Sildenafil citrate
Product name: Sildenafil citrate
Synonym: Viagra
CAS Registry Number: 171599-83-0
M.F.: C28H38N6O11S
M.W.: 666.7
Assays: 99%
Packaging: 1kg/foil bag
Appearance: White fine powder

Price to USA:
Sildenafil citrate (Viagra)(CAS 171599-83-0):
5kg, USD 867;
1KG, USD 261;
500g, USD 165;

Properties: This product is white or white crystalline powder, odorless, bitter, astringent insoluble in water and alcohol.

Usage: This product can be made into tablets, capsules, potion of major products such as, adult daily every 50 160mg dosage, dosage according to the situation of the users and increase and decrease, empty stomach (especially to avoid the same service with high lipid food) effect is better, do not use before drinking, tea (users can significantly with stimulus condition effect).

Mechanism of action: Sildenafil can selectively inhibit the activity of PDE5, reduce the degree of cGMP degradation, thus preserving the diastolic cGMP penile function, make the penis erection. Sildenafil also inhibit the ability to some other PDE except PDE5, the selective inhibition of PDE5 is PDE 10 times to thousands of times. Other similar products in the non selective tadalafil inhibition on PDE5 is respectively 5 times and 6 times PDE6, PDE11. Selective inhibition of PDE drugs on the other, is one of the causes of adverse reaction in clinical, compared with other similar products, theoretically, the adverse reaction of sildenafil may be relatively small, but is also found in clinical practice in recent years, it has less adverse reaction of sildenafil.

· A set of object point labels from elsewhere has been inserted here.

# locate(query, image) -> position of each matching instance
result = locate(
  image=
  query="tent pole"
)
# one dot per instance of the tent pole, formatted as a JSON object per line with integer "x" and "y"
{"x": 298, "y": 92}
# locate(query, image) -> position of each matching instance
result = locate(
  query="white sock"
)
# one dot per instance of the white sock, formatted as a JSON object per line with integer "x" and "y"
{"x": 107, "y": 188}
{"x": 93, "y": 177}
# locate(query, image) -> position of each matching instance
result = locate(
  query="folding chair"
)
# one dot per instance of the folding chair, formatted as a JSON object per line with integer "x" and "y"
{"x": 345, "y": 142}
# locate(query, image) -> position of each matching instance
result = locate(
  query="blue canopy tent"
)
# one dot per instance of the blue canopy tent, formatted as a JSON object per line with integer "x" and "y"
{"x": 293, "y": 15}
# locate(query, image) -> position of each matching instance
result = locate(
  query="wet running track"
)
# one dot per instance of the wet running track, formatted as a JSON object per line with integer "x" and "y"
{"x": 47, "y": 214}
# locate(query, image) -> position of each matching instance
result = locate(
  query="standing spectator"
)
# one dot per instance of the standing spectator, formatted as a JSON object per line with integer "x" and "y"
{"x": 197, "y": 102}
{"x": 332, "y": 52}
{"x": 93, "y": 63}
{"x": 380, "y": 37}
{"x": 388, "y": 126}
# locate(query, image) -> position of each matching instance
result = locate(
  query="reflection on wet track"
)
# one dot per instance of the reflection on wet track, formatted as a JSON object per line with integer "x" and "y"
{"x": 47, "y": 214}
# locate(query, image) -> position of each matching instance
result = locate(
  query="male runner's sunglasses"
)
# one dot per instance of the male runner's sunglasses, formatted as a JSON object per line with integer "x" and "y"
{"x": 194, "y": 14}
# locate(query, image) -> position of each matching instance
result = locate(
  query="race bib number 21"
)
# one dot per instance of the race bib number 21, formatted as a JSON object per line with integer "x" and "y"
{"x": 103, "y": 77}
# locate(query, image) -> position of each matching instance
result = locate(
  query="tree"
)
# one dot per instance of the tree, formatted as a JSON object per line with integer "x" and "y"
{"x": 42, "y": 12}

Pharmacokinetics: after oral administration of sildenafil, almost completely absorbed in the human digestive tract, the peak time (Tmax) in about 1 hours, the average Tmax is 1 hours; the average steady-state volume of distribution (Vd) of 1 to 2 L / kg. Plasma protein binding rate was 84%, the average half-life (T1 / 2) for 3.7 hours, the main drug in liver microsomes by cytochrome P450 enzymes with CYP3A4  role, and ultimately to eliminate non prototype metabolites.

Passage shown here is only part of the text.